As we look at the two accounts, it is noteworthy that Mark provides more details than Matthew. At first, Mark records that the young girl "lieth at the point of death" (Mark 5:23), but shortly thereafter, word was received from Jarius' servants, "Thy daughter is dead." (Mark 5:35). Matthew mentions nothing about the servants coming afterward. It is believed by some commentators that in rendering Jarius' statement, "My daughter is even now dead," Matthew may simply be summarizing the two reports into one. That is certainly possible, and not a foreign literary occurrence in the Scriptures.
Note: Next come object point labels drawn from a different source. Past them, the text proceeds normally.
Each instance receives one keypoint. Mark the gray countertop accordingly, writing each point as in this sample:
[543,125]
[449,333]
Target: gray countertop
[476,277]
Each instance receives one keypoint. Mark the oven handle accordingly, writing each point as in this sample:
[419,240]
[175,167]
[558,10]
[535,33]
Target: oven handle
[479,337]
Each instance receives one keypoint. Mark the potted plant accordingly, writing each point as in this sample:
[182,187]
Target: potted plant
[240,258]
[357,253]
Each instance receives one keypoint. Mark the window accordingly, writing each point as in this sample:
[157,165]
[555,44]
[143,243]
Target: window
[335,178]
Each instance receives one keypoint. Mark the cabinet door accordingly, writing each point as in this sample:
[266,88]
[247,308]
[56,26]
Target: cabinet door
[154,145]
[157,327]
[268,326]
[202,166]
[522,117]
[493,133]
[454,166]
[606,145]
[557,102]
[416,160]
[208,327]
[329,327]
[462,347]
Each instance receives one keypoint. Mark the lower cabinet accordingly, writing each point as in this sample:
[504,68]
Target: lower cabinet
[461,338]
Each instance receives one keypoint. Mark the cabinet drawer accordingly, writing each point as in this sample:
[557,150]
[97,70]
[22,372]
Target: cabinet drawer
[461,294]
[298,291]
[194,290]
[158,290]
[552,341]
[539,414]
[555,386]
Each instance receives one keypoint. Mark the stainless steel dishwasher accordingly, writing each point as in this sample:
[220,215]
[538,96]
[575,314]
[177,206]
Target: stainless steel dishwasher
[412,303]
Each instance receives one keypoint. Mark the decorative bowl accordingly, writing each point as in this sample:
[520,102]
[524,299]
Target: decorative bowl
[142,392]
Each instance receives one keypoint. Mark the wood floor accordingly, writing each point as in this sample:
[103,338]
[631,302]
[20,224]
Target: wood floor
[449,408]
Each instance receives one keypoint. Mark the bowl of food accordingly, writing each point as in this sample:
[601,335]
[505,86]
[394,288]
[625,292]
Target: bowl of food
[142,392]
Consider Matthew's account from a few different translations:
— "My daughter is even now dead" (KJV)
— "My daughter has by this died" (Darby)
— "My daughter has just died" (NKJV)
— "My daughter is just dead" (Weymouth)
Darby's phrase is interesting, she "has by this died". "By this" what? The inference is, by this time. The Greek arti can mean "just now", "henceforth", "hereafter", "hitherto", "even now". The phrase contains the assumption of death having occurred, due to the passage of time, but is not a firm affirmation of the girl's death. It is no different than that which appears in Mark's account, where she is said to be "at the point of death".
One might comment of a traveling friend, ‘He is at the point of arrival' (ie. he's approaching or approached his destination). One might equally say, ‘By now, he's arrived,' or more forcefully, ‘even now he arrived', or ‘he just arrived.' All the statements share the same meaning.
Matthew and Mark provide different details, and word Jarius' statement differently, but the accounts are in agreement. There is no contradiction.